Düsseldorf Barbara - die Heilige der Kumpel

Düsseldorf · Sankt Barbara spielt eine wichtige Rolle für Bergleute - auch nach dem Ende des Steinkohle-Bergbaus 2019.

 Bergleute aus Kamp-Lintfort stehen vor einer Statue der Heiligen Barbara.

Bergleute aus Kamp-Lintfort stehen vor einer Statue der Heiligen Barbara.

Foto: Siwe

Dieser Vers zum heutigen Barbara-Tag wirkt beinahe makaber: "Sankt Barbara, bei Tag und Nacht fahr mit dem Vater in den Schacht! Steh du ihm bei in jeder Not, bewahr' ihn vor dem jähen Tod." Doch wer als Bergmann mehr als 1000 Meter tief unter der Erde arbeitet, braucht Nähe und Beistand. Diese Nähe zur Schutzpatronin hat sich über die Jahrhunderte zu einer innigen Beziehung bis in den Alltag hinein entwickelt - nicht nur beim erbitterten Kampf um Arbeitsplätze. Und so bringen die Bergleute am heutigen 4. Dezember in überkonfessionellen Gottesdiensten traditionell ihre enge Bindung an den Glauben zum Ausdruck - und feiern die heilige Barbara.

Barbara lebte zu Beginn des vierten Jahrhunderts östlich des heutigen Istanbul. Sie war eine schöne, kluge Frau, die in Kleinasien das Christentum kennenlernte und sich taufen ließ. Ihrem Vater gefiel das nicht. Er stellte sie vor die Wahl, entweder einen vermögenden jungen Heiden zu heiraten oder aber hart bestraft zu werden. Die Christin blieb standhaft und flüchtete. Ein Felsen soll sich geöffnet und ihr als Unterschlupf gedient haben.
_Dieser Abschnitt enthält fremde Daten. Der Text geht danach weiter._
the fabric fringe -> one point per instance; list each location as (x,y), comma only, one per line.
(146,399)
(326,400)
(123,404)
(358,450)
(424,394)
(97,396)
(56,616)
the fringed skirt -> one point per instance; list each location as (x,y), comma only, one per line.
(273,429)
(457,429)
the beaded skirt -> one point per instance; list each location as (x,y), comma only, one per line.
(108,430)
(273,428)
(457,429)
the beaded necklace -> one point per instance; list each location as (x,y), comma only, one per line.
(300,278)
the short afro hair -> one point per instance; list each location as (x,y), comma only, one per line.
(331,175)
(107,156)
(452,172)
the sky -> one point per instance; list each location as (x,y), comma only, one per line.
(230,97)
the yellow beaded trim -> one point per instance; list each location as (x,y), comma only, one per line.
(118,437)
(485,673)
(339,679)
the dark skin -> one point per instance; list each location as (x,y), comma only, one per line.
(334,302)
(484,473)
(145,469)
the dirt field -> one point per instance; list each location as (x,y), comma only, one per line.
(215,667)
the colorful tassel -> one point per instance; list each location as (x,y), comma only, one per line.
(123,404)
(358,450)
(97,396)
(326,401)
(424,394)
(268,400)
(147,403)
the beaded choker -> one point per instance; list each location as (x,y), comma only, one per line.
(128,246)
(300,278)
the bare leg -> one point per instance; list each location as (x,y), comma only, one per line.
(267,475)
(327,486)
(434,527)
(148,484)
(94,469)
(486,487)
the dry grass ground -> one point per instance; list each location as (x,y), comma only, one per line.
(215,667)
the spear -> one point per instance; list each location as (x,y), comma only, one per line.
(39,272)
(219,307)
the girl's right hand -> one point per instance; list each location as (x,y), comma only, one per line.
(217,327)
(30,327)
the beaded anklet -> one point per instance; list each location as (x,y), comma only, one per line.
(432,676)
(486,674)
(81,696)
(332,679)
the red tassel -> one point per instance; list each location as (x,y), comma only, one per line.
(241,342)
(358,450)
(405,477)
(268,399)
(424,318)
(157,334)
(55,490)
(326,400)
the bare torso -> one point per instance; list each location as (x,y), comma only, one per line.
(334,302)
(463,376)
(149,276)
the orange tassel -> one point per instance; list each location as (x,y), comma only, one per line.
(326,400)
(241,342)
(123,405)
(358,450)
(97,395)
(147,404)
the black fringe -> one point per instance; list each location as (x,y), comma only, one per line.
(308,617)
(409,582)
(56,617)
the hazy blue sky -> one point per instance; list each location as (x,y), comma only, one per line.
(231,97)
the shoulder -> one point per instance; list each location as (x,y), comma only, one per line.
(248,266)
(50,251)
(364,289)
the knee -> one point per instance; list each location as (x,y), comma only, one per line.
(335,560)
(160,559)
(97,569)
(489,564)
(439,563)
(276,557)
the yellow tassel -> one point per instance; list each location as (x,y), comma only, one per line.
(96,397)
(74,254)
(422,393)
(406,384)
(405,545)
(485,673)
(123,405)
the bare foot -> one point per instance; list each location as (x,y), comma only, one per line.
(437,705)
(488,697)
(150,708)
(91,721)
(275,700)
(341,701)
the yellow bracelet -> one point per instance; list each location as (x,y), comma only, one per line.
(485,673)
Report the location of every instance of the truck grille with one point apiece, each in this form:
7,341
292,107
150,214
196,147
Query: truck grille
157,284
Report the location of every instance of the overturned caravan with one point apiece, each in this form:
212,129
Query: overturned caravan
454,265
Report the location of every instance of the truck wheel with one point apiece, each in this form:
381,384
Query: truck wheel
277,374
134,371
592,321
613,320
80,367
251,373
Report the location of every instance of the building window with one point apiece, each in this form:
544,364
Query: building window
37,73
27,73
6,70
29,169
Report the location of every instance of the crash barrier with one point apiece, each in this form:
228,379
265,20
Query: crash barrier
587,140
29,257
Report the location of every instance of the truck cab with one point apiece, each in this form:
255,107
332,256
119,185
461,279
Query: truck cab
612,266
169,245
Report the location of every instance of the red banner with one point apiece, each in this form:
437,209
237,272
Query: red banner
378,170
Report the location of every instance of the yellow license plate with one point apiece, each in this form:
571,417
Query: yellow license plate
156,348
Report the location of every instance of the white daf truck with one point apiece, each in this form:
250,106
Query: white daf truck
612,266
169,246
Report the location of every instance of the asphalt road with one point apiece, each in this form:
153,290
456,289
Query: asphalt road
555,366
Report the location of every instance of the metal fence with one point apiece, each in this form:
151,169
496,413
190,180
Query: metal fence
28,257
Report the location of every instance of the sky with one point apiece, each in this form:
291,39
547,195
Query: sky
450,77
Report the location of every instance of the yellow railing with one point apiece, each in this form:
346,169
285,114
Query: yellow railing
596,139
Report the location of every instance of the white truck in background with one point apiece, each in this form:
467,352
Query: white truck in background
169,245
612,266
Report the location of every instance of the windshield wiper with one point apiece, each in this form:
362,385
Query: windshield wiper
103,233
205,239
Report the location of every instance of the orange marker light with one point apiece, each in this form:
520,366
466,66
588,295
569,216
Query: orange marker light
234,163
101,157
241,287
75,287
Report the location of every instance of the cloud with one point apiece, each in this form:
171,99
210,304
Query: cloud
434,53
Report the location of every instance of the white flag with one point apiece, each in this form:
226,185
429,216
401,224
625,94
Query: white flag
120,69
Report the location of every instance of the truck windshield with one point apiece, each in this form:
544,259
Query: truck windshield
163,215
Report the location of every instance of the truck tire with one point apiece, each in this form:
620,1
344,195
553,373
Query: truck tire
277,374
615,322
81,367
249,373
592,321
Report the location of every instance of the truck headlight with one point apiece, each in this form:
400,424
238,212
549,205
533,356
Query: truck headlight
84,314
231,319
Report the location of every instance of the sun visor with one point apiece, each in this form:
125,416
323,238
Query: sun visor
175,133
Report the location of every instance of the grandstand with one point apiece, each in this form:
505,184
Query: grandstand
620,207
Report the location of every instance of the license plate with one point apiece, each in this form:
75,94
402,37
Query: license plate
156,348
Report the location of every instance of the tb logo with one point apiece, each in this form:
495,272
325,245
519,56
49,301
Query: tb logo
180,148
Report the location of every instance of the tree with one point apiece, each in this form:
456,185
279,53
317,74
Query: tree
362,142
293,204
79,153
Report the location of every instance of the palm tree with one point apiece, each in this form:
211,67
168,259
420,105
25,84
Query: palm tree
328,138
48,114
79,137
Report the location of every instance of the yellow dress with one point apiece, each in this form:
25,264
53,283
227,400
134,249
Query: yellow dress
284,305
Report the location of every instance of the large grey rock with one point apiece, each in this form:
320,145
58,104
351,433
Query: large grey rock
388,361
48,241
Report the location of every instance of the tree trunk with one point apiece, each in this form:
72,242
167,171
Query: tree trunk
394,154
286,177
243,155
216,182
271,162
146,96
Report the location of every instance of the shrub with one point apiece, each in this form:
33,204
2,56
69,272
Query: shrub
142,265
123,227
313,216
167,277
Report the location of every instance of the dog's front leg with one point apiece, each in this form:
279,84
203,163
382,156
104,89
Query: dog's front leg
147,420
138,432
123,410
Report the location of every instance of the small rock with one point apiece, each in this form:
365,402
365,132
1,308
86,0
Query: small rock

Doch der Vater entdeckte sie, sperrte sie in einen Turm und schreckte nicht davor zurück, sie zu enthaupten. Die Strafe Gottes - ein Blitzschlag - traf den Tochtermörder unmittelbar nach der unfassbaren Tat.

Bis heute gilt die heilige Barbara als Märtyrerin, als Symbol der Wehr- und Standhaftigkeit, als eine von 14 Nothelfern, die ihre schützende Hand nicht nur über Bergleute, sondern auch über Hutmacher, Elektriker und Dachdecker hält. Im Bergbau ist Barbara aber von der katholischen Heiligen zur Schutzpatronin aller geworden. Christen und Muslime gleichermaßen können sie im Gebet anrufen.

NRW-Ministerpräsidentin Hannelore Kraft nahm am vergangenen Freitag am Barbara-Mahl in ihrer Heimatstadt Mülheim teil. Doch die Zeiten haben sich geändert. 2008 sagte ein ehemaliger Kumpel bei einem Gottesdienst des Bergwerks Ost in Kamen, Kraft sei eine "moderne Schwester" der heiligen Barbara. Die SPD-Politikerin blickte geschmeichelt zu Boden. Viele der Kumpel brachten Kraft damals Wärme und Sympathie entgegen - zu einer Zeit, als man die Förderung von Steinkohle noch für wirtschaftlich vernünftig hielt und die Politikerin den Männern glaubhaft und energisch zurief: "Die Zukunft der Kohle ist sicher." Doch heute weiß man: Die deutsche Kohle als Energieträger ist ersetzbar.

Wenn 2018 das letzte deutsche Steinkohle-Bergwerk schließt (noch wird das "schwarze Gold" in Marl, Bottrop und Ibbenbüren gefördert), wird es vermutlich auch keine zentralen Barbara-Feiern mehr geben. "Ich kann mir aber nicht vorstellen, dass dieser Teil der bergmännischen Kultur wegfallen wird", sagte ein Sprecher der Ruhrkohle AG. In ehemaligen Kohle-Hochburgen wie Kamp-Lintfort habe etwa der Knappenverein die Organisation der Feier übernommen.

"Geistige Flöze dürfen nicht verloren gehen", mahnte schon der emeritierte Essener Weihbischof Franz Grave. Die heilige Barbara hat viele Bergmänner bei ihrer gefährlichen Arbeit unter Tage bewacht. Auch deshalb werden die Kumpel, von denen es einmal 500 000 gab, die traditionellen Feiern über das Jahr 2018 hinaus am Leben erhalten.